In a statement to the NZX today, Spark said it was seeking a court ruling for a stay in the event the Commerce Commission cleared the merger this week.

The move comes after Sky TV last week said it would not delay a planned merger with Vodafone New Zealand for a few days to allow for appeals if the deal got regulatory approval next week.

The Commerce Commission is scheduled to make a decision on the deal on February 23, with the companies set to create the country's largest telecommunications and media group, with Sky TV buying Vodafone NZ for $3.44 billion, funded by a payment of $1.25b in cash and the issue of new Sky TV shares at a price of $5.40 per share.

Vodafone becomes a 51 percent majority shareholder in Sky TV, in what amounts to a reverse takeover. The pay-TV operator will borrow $1.8b from Vodafone to fund the purchase, repay existing debt and use for working capital.

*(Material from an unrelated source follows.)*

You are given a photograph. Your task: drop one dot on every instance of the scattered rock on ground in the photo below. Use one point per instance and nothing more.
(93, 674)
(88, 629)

Spark's general manager of regulatory affairs John Wesley-Smith said a short pause would provide "breathing space" to assess legal options and background on the decision.

"This is a question of natural justice: to allow Sky and Vodafone to push ahead with the merger without this breathing space would likely mean the merger would already have been effected, and be difficult to unwind, before opposing parties have had a chance to view the detailed reasoning underlying the commission's decision," he said.

Requests rejected
Wesley-Smith said Spark was among other parties who wrote to Sky and Vodafone last week asking for a voluntary agree to a pause in the event the merger gets clearance.

"Sky and Vodafone rejected our requests, so we feel we are left with no choice but to seek a High Court ruling on the matter," he said.

Simon Moutter, chief executive, said Spark objects to the merger on the grounds that it would restrict access to popular sports coverage, and that an effective wholesale regime is necessary to prevent the monopoly position shifting into another market, he said.

"With the merger approved, we think New Zealanders will have fewer choices on how to consume the sport they want available from one company," Moutter said.

"If the merger's not approved, then Sky will be highly incentivised to work with all broadband companies to produce a range of sporting products and bundles that can be delivered in a new way across everyone's services and New Zealanders will be far better off and so will Sky in our view," Moutter said.

A meeting is scheduled at the High Court in Auckland on Wednesday.